Cancer occurring in the kidney, an important organ, develops in more than 70,000 people and kills about 15,000 people every year, so the importance of active treatment is emerging. With the development of early diagnosis, kidney cancer has become so common that it is the fourth most common cancer among men in their 40s, and the survival rate is increasing with appropriate surgery and other treatment. About 30% of renal cell carcinomas are found to be metastatic at the time of diagnosis, and more than 25% of patients undergoing surgery for regional renal cell carcinoma show recurrence and progression during follow-up. These advanced or metastatic renal cell carcinomas do not respond well to general chemotherapy or radiation therapy. In addition, kidney cancer has few initial symptoms, so when symptoms such as weight loss, hematuria, and flank pain appear, it is highly likely that the disease has already metastasized.

Many patients discover kidney tumors through imaging tests such as abdominal ultrasound or CT scan through physical examination. In this case, additional tests can be performed to confirm kidney cancer, and when surgical treatment is The patient’s underlying disease and risk factors must be considered. Active monitoring is also being implemented to prevent overdiagnosis and oversurgery. It is a method that is being followed a lot recently as a customized treatment for a very small kidney tumor, old age, many underlying diseases, or after sufficient consultation with the patient. to be.

As a model that can predict the prognosis of kidney cancer, the RENAL nephrometry score is applied, and when the tumor is small in size, far from the renal blood vessel, and protruding outward, a better prognosis can be obtained, and a biopsy can be performed if necessary. . Biopsy can be performed at an advanced age or when imaging is ambiguous, or for diagnostic purposes, and can provide the basis for determining confirmation and active monitoring.

For local lesions outside the renal parenchyma less than 4 cm, partial nephrectomy is possible. If the renal function of both sides is normal, even if one side is removed, there is no big problem in daily life. In the case of metastasis, nephrectomy and immunotherapeutic agents are used if indications are available, and the recent development of targeted and immunotherapeutic agents is of great help in reducing metastatic cancer after surgery. Recently, as an immunotherapeutic agent, there is PD-L1 called a checkpoint inhibitor, which blocks the binding of PD-1 and T cells and instructs the immune system to attack the cancer, effectively preventing the progression of cancer.

After treatment, regular check-ups are required to check for cancer recurrence. In general, blood and imaging tests are performed, and it is necessary to observe if there are any symptoms of the aforementioned kidney cancer, because if there are symptoms, it may mean that the cancer has recurred.
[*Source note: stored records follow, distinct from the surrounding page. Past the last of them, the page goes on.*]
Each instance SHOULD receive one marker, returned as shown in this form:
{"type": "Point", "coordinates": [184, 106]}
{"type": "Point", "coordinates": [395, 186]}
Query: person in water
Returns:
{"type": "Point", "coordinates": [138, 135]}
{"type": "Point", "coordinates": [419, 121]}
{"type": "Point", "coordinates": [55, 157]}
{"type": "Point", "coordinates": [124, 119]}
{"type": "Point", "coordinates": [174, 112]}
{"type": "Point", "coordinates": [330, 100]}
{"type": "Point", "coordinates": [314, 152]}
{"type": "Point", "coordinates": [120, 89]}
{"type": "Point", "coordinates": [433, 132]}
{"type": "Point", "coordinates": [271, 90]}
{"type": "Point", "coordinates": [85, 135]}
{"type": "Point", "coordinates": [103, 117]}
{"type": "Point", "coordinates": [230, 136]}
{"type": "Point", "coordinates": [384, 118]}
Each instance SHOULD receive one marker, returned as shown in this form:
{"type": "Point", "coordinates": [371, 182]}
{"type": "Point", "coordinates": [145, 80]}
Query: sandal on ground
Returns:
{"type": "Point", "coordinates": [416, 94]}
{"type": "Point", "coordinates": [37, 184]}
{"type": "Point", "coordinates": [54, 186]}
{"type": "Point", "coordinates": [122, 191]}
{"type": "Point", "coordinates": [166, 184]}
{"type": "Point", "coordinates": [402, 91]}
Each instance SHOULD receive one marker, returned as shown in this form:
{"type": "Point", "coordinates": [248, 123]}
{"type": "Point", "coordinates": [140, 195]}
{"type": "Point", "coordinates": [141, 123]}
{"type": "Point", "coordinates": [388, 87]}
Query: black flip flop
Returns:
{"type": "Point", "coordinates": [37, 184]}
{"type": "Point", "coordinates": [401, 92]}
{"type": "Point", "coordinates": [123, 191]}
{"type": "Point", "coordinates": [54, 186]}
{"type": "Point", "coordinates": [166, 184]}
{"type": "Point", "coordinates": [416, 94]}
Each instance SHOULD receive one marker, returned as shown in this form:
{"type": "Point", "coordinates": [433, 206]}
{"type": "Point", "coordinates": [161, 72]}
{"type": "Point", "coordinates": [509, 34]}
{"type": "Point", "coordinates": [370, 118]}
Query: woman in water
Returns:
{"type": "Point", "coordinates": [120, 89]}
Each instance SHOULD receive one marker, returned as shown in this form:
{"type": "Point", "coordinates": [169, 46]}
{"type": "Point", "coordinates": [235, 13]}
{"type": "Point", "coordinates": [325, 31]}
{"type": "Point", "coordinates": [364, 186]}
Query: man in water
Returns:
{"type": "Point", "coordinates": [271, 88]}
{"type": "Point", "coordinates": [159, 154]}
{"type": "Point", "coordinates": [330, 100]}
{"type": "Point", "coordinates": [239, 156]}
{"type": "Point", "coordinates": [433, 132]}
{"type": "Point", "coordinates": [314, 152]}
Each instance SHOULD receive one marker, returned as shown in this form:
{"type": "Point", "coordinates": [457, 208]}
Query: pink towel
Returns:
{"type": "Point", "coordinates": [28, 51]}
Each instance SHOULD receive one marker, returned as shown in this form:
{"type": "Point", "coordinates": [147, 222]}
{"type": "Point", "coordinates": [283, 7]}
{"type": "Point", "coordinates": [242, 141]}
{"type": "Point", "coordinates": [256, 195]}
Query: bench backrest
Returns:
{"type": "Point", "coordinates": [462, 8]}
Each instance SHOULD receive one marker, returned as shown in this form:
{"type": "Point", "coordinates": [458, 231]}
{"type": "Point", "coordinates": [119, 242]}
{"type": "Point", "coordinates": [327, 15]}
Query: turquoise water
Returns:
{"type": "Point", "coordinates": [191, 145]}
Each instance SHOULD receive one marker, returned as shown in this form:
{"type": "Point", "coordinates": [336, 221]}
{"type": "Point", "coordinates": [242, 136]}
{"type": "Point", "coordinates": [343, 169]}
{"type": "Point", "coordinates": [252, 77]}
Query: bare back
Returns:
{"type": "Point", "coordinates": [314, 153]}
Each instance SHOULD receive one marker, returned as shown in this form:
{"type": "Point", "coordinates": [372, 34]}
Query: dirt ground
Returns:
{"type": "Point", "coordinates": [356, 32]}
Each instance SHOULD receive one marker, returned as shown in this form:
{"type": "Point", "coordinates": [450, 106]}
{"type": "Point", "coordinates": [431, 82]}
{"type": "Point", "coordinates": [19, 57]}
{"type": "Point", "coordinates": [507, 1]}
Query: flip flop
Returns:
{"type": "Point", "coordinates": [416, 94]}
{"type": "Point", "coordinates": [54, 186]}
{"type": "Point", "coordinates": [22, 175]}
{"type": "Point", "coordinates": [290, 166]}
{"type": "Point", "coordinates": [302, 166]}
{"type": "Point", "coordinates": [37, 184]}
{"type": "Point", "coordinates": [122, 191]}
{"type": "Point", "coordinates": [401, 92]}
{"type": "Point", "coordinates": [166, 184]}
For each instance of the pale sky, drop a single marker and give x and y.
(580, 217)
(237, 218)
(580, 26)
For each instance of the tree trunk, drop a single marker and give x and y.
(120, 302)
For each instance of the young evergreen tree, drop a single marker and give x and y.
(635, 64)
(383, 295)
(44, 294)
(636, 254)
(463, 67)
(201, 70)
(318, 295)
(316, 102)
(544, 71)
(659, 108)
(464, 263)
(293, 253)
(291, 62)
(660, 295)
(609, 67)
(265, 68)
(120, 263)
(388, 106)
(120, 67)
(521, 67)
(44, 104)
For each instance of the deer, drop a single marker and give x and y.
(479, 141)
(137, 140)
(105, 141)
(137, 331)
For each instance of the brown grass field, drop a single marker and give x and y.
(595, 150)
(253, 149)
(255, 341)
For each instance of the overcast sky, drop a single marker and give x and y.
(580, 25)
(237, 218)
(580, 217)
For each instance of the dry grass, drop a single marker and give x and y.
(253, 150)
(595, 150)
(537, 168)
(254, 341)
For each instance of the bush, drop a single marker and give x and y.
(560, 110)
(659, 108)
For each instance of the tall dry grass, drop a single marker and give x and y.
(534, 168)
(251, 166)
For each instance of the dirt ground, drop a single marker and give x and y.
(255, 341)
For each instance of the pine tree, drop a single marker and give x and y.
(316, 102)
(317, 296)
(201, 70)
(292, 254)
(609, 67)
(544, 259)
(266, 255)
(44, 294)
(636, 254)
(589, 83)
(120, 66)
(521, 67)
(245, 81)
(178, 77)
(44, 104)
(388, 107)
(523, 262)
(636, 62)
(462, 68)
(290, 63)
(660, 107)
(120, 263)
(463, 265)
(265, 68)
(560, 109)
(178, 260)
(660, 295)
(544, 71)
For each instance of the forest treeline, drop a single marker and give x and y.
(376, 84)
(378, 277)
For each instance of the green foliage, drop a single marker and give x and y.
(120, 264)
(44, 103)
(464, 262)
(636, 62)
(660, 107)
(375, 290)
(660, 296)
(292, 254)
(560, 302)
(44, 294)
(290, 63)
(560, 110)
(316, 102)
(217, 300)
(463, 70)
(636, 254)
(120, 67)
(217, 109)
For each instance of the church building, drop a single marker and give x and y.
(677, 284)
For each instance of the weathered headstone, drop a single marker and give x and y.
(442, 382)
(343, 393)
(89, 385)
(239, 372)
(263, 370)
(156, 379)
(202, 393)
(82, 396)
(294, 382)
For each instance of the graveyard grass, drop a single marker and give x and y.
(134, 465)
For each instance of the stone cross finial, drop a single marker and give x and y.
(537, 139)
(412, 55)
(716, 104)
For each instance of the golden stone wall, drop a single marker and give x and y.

Risk factors include smoking, obesity, high blood pressure, and genetic factors, so diet management is important. It is helpful to reduce the intake of saturated fat and burnt foods, and to exercise regularly, such as controlling blood pressure and weight. Smoking is a risk factor for renal cell cancer, so it is strongly recommended to quit smoking. In addition, the kidney is a silent organ and has few initial symptoms, so it is best to receive an early examination such as periodic abdominal ultrasound after the age of 40.